A “Requirement To Pay” or an “RTP” is a tool which is used to collect money which business clients owe the CRA. The way an RTP works is that the collector issues an RTP to a party which owes money to the taxpayer. It is usually a client of the taxpayer who is likely to have to pay them at some point. The RTP directs the recipient to send future payments (up to the total tax debt) directly to the CRA. Those who choose to disregard these RTPs can be penalized by assessing the amounts they didn’t remit against them.
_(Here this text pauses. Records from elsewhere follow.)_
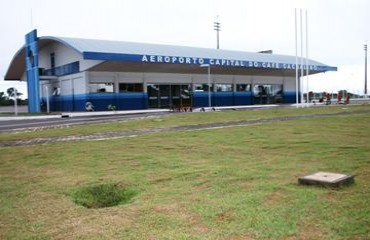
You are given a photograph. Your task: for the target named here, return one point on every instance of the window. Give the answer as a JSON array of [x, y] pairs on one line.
[[101, 87], [202, 88], [268, 93], [243, 87], [52, 63], [224, 87], [130, 87]]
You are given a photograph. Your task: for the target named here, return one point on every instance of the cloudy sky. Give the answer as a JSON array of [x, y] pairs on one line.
[[337, 29]]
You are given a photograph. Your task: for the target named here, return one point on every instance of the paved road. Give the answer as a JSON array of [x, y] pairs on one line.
[[121, 134], [32, 124]]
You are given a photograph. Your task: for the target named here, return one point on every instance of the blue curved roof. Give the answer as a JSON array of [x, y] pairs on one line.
[[105, 50], [126, 51]]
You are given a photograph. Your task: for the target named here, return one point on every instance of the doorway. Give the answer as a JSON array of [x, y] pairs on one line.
[[169, 95]]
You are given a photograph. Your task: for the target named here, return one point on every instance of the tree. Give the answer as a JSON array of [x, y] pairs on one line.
[[12, 92]]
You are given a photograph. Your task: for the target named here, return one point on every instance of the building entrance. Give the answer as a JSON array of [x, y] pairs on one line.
[[169, 95]]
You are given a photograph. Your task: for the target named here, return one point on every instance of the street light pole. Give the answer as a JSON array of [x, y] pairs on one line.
[[365, 48], [209, 82], [217, 28]]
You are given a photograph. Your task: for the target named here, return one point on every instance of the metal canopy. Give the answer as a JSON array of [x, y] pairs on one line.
[[142, 57]]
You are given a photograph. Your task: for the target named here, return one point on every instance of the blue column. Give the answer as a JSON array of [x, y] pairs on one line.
[[32, 72]]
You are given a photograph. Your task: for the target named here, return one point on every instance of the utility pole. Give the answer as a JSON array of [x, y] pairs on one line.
[[217, 28]]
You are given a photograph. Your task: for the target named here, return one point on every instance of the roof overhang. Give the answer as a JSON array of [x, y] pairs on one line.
[[117, 66], [137, 57]]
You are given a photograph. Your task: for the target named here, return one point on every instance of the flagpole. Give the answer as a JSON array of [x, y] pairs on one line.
[[307, 68], [301, 77], [296, 58]]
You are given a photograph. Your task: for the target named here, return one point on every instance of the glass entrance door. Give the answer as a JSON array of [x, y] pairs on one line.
[[169, 95]]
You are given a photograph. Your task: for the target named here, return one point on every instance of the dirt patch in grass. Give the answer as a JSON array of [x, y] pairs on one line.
[[59, 218]]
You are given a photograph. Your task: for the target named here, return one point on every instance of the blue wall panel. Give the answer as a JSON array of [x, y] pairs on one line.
[[243, 98], [200, 99], [224, 99], [289, 97], [100, 101]]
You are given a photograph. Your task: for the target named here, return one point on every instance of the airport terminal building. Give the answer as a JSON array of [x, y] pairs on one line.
[[74, 74]]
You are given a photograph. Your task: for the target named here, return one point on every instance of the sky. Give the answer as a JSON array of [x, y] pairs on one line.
[[336, 29]]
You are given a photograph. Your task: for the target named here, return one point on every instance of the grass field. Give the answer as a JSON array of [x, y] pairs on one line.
[[227, 183]]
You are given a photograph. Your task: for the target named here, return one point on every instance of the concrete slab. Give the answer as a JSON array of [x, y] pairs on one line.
[[326, 179]]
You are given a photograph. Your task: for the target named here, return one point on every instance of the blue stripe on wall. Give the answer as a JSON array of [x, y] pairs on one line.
[[63, 70], [122, 101], [289, 97], [200, 99], [132, 101]]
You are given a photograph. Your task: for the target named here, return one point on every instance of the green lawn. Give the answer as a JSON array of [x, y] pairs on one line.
[[230, 183]]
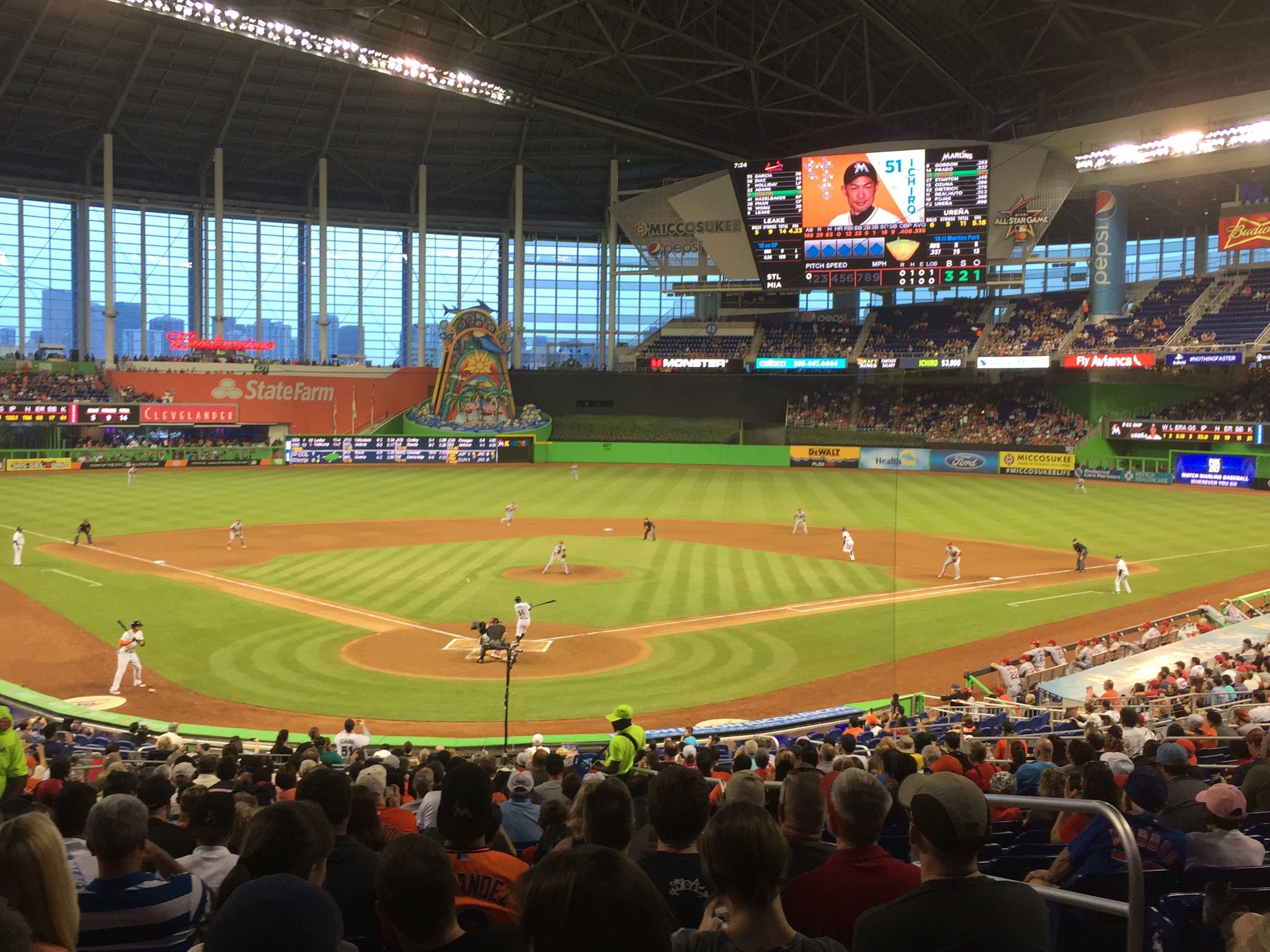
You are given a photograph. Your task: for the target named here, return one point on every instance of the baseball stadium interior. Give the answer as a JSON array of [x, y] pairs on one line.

Technically a wage garnishee is an RTP which is sent to an employer. The difference between a wage RTP and a trade RTP is that the latter is garnisheed at 100%. The reason for this difference is that the CRA realizes that people still need to pay for the necessities of life. So personal RTPs are limited. For businesses there is no limit. And when the business is no more than one person running the corporation, a 100% RTP prevents the person behind the corporation from eating. But have no fear, these 100% RTPs can be reduced through negotiation.
So any trade receivable is subject to being intercepted by the CRA simply by sending them an RTP. And then the additional problem which arises is that clients of the business now know that the business is experiencing tax (and financial) trouble – and the RTP itself identifies the size of the tax debt, which can be a source of embarrassment. I have seen many instances where this has caused clients to take their business elsewhere to outfits which are likely to be around long enough to satisfy the contract.